Tulane University's Freeman School of Business has partnered with the university's School of Medicine to launch a new program that combines an MBA with an MD and allows students to complete both degrees in four years.
The joint MBA/MD program "is designed to prepare physicians who may later run their own practices, become biomedical entrepreneurs or pursue future careers in health care administration or pharmaceutical development," says Dr. Lee Hamm, senior vice president and dean of Tulane University School of Medicine.
As such, the program is aimed at newly admitted medical students, who will take MBA courses at Freeman during the summers before and after their first year of medical school. In doing so, participants can complete both programs in four years.
The program will help future healthcare leaders supplement their medical school studies with business skills, preparing them for a variety of roles in the industry.

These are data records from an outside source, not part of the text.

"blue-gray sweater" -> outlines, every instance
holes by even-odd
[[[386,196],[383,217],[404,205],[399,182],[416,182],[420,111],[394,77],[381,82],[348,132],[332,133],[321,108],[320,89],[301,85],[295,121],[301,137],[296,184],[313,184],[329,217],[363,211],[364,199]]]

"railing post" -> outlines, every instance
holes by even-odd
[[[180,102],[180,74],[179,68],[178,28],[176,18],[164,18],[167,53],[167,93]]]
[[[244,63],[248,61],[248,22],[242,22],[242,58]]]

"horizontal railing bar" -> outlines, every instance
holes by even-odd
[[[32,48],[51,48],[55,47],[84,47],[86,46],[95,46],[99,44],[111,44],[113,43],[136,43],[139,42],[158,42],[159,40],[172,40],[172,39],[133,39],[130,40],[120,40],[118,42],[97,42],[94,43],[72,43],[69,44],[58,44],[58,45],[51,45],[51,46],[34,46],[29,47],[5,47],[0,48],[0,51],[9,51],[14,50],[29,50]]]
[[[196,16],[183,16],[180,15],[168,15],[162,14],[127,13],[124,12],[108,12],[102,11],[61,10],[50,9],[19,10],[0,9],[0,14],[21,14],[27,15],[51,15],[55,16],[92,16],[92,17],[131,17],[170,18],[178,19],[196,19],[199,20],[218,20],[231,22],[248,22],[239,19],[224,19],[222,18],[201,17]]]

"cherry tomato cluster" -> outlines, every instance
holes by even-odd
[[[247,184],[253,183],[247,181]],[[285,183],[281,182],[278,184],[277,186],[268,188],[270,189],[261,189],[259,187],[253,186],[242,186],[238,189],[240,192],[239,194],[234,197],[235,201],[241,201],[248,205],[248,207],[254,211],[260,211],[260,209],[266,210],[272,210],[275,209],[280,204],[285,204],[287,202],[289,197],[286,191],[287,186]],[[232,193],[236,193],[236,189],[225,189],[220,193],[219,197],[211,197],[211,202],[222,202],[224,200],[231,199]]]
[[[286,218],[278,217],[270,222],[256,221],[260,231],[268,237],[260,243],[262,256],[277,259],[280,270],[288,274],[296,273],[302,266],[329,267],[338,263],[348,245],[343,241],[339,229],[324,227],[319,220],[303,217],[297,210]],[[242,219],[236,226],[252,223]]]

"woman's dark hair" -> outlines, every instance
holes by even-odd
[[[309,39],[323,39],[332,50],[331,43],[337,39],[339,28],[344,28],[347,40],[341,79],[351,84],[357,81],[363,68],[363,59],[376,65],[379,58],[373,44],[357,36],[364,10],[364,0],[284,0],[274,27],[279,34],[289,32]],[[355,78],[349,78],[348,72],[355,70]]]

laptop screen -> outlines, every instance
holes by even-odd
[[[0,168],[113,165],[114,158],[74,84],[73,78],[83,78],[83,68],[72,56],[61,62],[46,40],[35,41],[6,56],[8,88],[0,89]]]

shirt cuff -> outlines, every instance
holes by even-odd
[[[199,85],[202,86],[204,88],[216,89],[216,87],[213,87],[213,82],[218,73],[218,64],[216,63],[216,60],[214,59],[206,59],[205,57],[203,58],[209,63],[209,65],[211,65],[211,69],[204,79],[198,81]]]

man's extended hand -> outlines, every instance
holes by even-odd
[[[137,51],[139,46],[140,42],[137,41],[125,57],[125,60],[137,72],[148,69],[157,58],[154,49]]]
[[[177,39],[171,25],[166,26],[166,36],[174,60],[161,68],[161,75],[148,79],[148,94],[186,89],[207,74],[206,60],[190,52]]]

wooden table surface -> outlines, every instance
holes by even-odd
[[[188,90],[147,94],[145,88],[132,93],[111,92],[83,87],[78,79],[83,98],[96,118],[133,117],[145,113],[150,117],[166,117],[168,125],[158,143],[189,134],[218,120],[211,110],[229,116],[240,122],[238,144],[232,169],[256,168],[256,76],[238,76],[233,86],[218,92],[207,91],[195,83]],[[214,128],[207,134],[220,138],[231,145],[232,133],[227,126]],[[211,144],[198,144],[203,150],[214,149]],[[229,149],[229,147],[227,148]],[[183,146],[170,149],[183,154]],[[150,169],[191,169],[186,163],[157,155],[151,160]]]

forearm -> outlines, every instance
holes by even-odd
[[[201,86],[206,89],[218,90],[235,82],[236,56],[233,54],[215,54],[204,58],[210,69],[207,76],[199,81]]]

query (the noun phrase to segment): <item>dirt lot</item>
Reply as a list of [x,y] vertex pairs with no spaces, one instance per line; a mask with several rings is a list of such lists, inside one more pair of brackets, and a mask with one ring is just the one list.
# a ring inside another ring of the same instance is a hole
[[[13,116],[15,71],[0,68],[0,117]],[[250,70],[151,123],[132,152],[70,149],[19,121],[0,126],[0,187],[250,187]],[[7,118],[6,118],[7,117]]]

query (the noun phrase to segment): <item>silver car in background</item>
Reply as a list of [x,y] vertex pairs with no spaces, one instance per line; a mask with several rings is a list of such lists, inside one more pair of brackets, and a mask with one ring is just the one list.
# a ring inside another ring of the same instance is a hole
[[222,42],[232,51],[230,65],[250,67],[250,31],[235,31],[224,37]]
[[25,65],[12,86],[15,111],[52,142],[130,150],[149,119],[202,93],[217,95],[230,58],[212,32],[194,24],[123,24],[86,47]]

“Whether their goal is to become a practicing physician, medical director of a hospital or manager of a medical group, physicians who understand the tools, concepts and language of business will have a critical advantage in bridging the clinical and business sides of health care,” according to Ira Solomon, who is the dean of the Freeman School.
Tulane also offers a second MBA/MD option, which can be completed in five years. This program option includes a required global leadership component, where students travel to an international location to get hands-on management experience.
Other business schools that offer dual-degree MBA/MD programs include the University of Miami School of Business Administration, Canada's McGill University, and the University of Rochester's Simon Business School, among others. Some schools, such as Texas Tech's Rawls College of Business Administration, offer MBA/MD programs that can be completed within four years.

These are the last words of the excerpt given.